UK Government says all new HGVs must be zero-emission by 2040

The UK Government has announced that all new HGV vehicles on its roads must be zero-emission by 2040. In addition, HGVs weighing 26 tonnes and under must be phased out five years earlier, in 2035.

You can read this article in 4 minutes

Reacting to the news, the Road Haulage Association (RHA) said that although it welcomes the government’s approach for zero-emission HGVs, it is “concerned about the timing of phasing out some sizes of new trucks from 2035″.

The RHA’s statement also added that “firms need proper phasing in of new technology with realistic timescales that will meet the needs of all users.” The organisation has thus urged ministers to “ensure that new diesel trucks are given a minimum use period of 15 years” and to “accelerate investment in the electric vehicle and hydrogen infrastructure needed to realise net zero objectives in transport.”

UK Transport Secretary Grant Shapps struck a more positive tone, saying:

“We know that transport plays a key role saving the planet from warming above 1.5°C, which is why this is the COP that will kick start our ambition for zero emission aviation and why I’m proud to be uniting world leaders to tackle climate change – creating new opportunities for clean growth, green jobs and improved air quality right across the globe.”

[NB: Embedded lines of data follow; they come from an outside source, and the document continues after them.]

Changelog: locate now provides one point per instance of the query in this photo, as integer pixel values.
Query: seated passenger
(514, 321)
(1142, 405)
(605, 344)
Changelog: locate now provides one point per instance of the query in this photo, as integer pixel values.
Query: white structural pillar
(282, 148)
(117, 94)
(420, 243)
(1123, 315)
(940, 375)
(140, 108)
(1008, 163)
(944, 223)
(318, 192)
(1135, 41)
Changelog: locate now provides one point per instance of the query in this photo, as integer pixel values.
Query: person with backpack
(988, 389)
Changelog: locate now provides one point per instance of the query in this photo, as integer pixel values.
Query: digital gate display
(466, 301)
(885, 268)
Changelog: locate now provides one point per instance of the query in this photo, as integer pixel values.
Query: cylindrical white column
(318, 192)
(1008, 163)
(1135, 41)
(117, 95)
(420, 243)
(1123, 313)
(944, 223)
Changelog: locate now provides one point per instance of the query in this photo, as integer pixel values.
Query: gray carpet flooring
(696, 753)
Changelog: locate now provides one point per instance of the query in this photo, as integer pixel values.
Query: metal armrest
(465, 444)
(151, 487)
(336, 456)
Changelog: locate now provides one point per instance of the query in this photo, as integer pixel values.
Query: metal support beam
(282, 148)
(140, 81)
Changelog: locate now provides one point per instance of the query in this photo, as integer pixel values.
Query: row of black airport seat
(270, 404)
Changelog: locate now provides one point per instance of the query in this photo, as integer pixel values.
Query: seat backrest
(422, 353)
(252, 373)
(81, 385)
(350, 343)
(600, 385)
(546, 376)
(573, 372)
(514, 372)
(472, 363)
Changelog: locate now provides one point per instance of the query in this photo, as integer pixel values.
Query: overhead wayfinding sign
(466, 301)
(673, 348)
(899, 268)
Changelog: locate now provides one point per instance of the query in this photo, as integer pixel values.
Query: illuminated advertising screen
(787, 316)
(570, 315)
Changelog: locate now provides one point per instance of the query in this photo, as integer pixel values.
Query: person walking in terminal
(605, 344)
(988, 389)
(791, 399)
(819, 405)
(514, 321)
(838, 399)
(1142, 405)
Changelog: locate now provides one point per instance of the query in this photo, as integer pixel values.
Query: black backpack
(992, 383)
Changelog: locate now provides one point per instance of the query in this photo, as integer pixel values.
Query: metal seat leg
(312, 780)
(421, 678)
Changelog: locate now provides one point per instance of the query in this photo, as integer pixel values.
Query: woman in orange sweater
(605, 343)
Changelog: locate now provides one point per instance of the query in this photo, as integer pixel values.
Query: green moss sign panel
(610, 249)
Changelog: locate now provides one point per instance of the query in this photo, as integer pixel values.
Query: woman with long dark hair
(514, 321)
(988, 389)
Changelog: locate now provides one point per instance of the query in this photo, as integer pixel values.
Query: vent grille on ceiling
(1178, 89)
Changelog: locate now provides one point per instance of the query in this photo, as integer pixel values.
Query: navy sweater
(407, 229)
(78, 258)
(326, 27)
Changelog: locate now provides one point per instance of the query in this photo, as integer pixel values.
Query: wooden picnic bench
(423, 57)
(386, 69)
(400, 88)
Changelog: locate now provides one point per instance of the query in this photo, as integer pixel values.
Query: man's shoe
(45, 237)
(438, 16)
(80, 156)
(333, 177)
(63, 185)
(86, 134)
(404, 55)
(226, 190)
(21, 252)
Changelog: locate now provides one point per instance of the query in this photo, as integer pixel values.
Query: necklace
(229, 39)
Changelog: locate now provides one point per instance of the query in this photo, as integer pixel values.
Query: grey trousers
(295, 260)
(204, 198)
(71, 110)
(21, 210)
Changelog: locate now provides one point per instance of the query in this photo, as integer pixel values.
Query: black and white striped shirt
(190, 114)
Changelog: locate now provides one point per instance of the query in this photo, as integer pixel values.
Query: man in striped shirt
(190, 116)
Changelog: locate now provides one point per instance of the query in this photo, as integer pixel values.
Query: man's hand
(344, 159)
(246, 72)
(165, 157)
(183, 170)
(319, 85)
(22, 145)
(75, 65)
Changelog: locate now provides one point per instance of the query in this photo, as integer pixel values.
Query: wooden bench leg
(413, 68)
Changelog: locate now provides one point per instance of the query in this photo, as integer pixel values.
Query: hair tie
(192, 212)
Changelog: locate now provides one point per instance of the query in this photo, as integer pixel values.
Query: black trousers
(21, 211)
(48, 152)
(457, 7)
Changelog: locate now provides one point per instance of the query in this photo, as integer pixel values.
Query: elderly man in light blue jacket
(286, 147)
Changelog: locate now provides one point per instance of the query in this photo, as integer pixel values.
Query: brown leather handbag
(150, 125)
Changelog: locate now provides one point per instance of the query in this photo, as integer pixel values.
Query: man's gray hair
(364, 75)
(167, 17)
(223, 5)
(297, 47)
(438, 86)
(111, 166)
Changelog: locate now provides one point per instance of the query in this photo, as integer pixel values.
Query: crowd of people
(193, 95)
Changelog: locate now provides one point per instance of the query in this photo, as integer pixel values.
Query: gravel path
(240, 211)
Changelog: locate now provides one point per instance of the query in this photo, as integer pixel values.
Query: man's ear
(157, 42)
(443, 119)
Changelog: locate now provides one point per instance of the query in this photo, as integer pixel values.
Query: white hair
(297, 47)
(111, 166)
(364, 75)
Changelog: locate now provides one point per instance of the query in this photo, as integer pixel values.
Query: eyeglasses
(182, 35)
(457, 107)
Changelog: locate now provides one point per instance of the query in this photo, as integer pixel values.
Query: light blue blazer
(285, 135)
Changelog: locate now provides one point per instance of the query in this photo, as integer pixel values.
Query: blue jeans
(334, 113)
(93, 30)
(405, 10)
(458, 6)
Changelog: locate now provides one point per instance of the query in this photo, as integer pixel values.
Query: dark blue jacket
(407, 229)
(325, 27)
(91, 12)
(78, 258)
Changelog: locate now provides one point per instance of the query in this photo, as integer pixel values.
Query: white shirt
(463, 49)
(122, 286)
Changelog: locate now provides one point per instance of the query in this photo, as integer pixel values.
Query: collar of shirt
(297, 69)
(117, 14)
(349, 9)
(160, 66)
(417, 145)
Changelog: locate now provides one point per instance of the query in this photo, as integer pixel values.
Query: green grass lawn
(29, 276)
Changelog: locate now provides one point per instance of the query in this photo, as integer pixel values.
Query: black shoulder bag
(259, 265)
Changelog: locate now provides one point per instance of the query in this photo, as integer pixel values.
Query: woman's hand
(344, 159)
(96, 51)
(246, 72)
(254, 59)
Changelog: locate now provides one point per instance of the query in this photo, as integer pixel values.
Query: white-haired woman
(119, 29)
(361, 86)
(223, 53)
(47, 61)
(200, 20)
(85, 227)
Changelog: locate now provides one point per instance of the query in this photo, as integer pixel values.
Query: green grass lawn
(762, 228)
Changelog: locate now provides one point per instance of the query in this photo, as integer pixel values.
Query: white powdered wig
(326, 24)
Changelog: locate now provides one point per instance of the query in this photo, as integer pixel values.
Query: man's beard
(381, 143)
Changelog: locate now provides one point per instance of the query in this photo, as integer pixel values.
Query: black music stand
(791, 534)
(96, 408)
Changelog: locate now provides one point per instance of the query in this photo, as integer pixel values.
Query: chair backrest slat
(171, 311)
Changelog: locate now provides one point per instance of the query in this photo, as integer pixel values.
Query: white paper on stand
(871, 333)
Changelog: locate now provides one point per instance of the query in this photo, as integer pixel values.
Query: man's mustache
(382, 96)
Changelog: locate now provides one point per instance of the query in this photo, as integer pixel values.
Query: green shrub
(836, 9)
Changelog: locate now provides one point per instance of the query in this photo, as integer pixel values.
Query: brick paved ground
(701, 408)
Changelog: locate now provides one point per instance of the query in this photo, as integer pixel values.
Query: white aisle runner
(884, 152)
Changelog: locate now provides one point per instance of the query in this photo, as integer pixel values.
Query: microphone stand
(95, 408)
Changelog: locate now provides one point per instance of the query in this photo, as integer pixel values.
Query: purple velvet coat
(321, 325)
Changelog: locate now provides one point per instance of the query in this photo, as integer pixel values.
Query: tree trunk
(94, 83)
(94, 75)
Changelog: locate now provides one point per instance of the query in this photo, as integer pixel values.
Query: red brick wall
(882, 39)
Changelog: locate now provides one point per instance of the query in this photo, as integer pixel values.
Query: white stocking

Shapps added that his vision “is for the UK to have one of the best EV infrastructure networks in the world, with excellent British design at its heart.”

The government’s press release regarding the phase out of fossil fuel-powered trucks was accompanied by research from Bloomberg New Energy Finance, commissioned by the UK COP Presidency and published today.

The research highlights the following developments in the zero-emission vehicle market:

  • 31% of the global passenger vehicle market is now covered by vehicle manufacturer commitments to end sales of fossil fuel-powered vehicles, up from a near zero share of the market at the start of 2021
  • global sales of zero emission vehicles (ZEVs) have grown dramatically since 2019 from 2.1 million to 5.3 million
  • ZEVs are forecast to be 70% of all new car sales in 2040, with this projection having doubled in the last 5 years
  • 19% of 2020 passenger vehicles sales were in countries that now have an internal combustion engine (ICE) phase-out date, up from 5% in 2019

Besides the above, the government has also revealed that 24 countries, 6 major vehicle manufacturers (GM, Ford, Mercedes, BYD, Volvo, JLR), 39 cities, states and regions, 28 fleets and 13 investors “have all jointly set out their determination for all new car and van sales to be zero emission by 2040 globally and 2035 in leading markets.”

Moreover, a number of “emerging markets and developing economies” have committed to work to accelerate the adoption of zero emission vehicles in their markets, including India, Ghana, Kenya, Paraguay, Rwanda and Turkey.

Finally, the UK Government has also unveiled a new design for electric vehicle chargepoints, which could become as “iconic as the Great British post box, London bus or black cab”. The concept is said to prioritise inclusivity and ease of use, and has been designed with consumers, local government, accessibility groups and industry.

“The design concept will provide greater choice to industry and local government, as well as raise awareness and generate excitement around electric vehicles, as we build one of the most convenient, affordable and reliable charging networks in the world. This builds on our goal to make sure everyone benefits from the transition to zero emission transport. ZEVs are already cheaper to run in the UK than petrol or diesel cars and are expected to become cheaper to buy in the coming years,” reads the UK Government’s official press release.